KETIK, BLITAR – Di bawah langit pagi yang hangat, Kamis 23 Oktober 2025, puluhan pendekar berseragam hitam dari Persaudaraan Setia Hati Terate (PSHT) berbaris rapi di halaman Gedung DPRD Kabupaten Blitar.

Mereka datang bukan untuk unjuk kekuatan, melainkan membawa secarik dokumen yang telah lama mereka tunggu yakni Surat Keputusan Kementerian Hukum RI yang menegaskan legalitas organisasi pencak silat mereka.

Namun, di balik selembar kertas yang ditandatangani pejabat negara itu, tersimpan harapan dan kekecewaan yang menumpuk selama bertahun-tahun.

“Kami hanya ingin diakui. Ingin atlet kami diberi kesempatan yang sama,” kata Tugas Nanggolo Yudho Dili Prasetiono, atau akrab disapa Kangmas Bagas, Ketua PSHT Cabang Kabupaten Blitar. Suaranya tenang, tapi nadanya menyiratkan keteguhan.

Ia menyerahkan langsung Salinan SK Menteri Hukum dan HAM RI Nomor AHU-0005248.AH.01.07 Tahun 2025 kepada Wakil Ketua DPRD Kabupaten Blitar, M. Rifa’i.

SK itu, tertanggal 17 Juli 2025 dan ditandatangani Dirjen AHU Widodo atas nama Menteri Hukum Supratman Andi Agtas, secara resmi mengesahkan PSHT di bawah kepemimpinan Kangmas Dr. Ir. Muhammad Taufiq, SH, M.Sc.

“Dengan SK ini, kami berdiri di atas dasar hukum yang sah,” ujar Kangmas Bagas.

“Kami datang bukan untuk menuntut hak istimewa, tapi untuk menegaskan bahwa PSHT juga bagian dari Blitar yang sah, yang ikut berjuang membangun karakter dan prestasi anak muda," tambahnya.

PSHT bukan organisasi kecil. Di Blitar, mereka memiliki jaringan kuat, dengan ratusan atlet muda yang digembleng melalui latihan disiplin dan penguatan moral.

Namun, di arena resmi olahraga, nama mereka jarang terdengar. Bukan karena kalah dalam laga, tetapi karena tidak diakui oleh Komite Olahraga Nasional Indonesia (KONI) Kabupaten Blitar.

Tanpa naungan KONI, atlet PSHT tak bisa menembus kejuaraan resmi.

“Pintu itu tertutup rapat bagi kami,” kata Kangmas Bagas lirih. “Anak-anak sudah berlatih keras, tapi selalu berhenti di gerbang birokrasi. Mereka ingin bertanding, tapi sistem tidak memberi ruang," tambahnya.
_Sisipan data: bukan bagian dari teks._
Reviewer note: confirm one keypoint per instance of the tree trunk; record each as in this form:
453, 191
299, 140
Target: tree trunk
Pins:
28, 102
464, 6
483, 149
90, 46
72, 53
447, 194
Bagi Bagas, persoalan ini bukan semata tentang silat. Ia berbicara tentang kegigihan anak-anak muda di desa-desa Blitar, yang menjadikan gelanggang silat sebagai tempat menempa diri. Mereka belajar menghormati lawan, menjaga martabat, dan menyalurkan energi pada hal-hal positif.

“Kalau ruang berprestasi ditutup, ke mana semangat mereka harus disalurkan?” ujarnya.

Di ruang pertemuan DPRD, suasana siang itu terasa berbeda. Wakil Ketua DPRD Kabupaten Blitar, M. Rifa’i, tampak mendengarkan dengan saksama setiap keluhan dari rombongan PSHT. Ia mengakui langkah organisasi itu sebagai bentuk kedewasaan hukum.

“Kami menghormati langkah PSHT yang datang membawa dasar hukum,” kata Rifa’i.

“Aspirasi ini akan kami akomodasi. DPRD akan memanggil pihak-pihak terkait, termasuk KONI, agar masalah ini segera mendapat jalan keluar," tambahnya.

Menurutnya, setiap atlet Blitar tanpa memandang organisasi berhak atas kesempatan yang sama untuk berprestasi.

“Selama mereka membawa nama daerah, mereka berhak atas dukungan yang setara. Kita tidak boleh membeda-bedakan,” tegasnya.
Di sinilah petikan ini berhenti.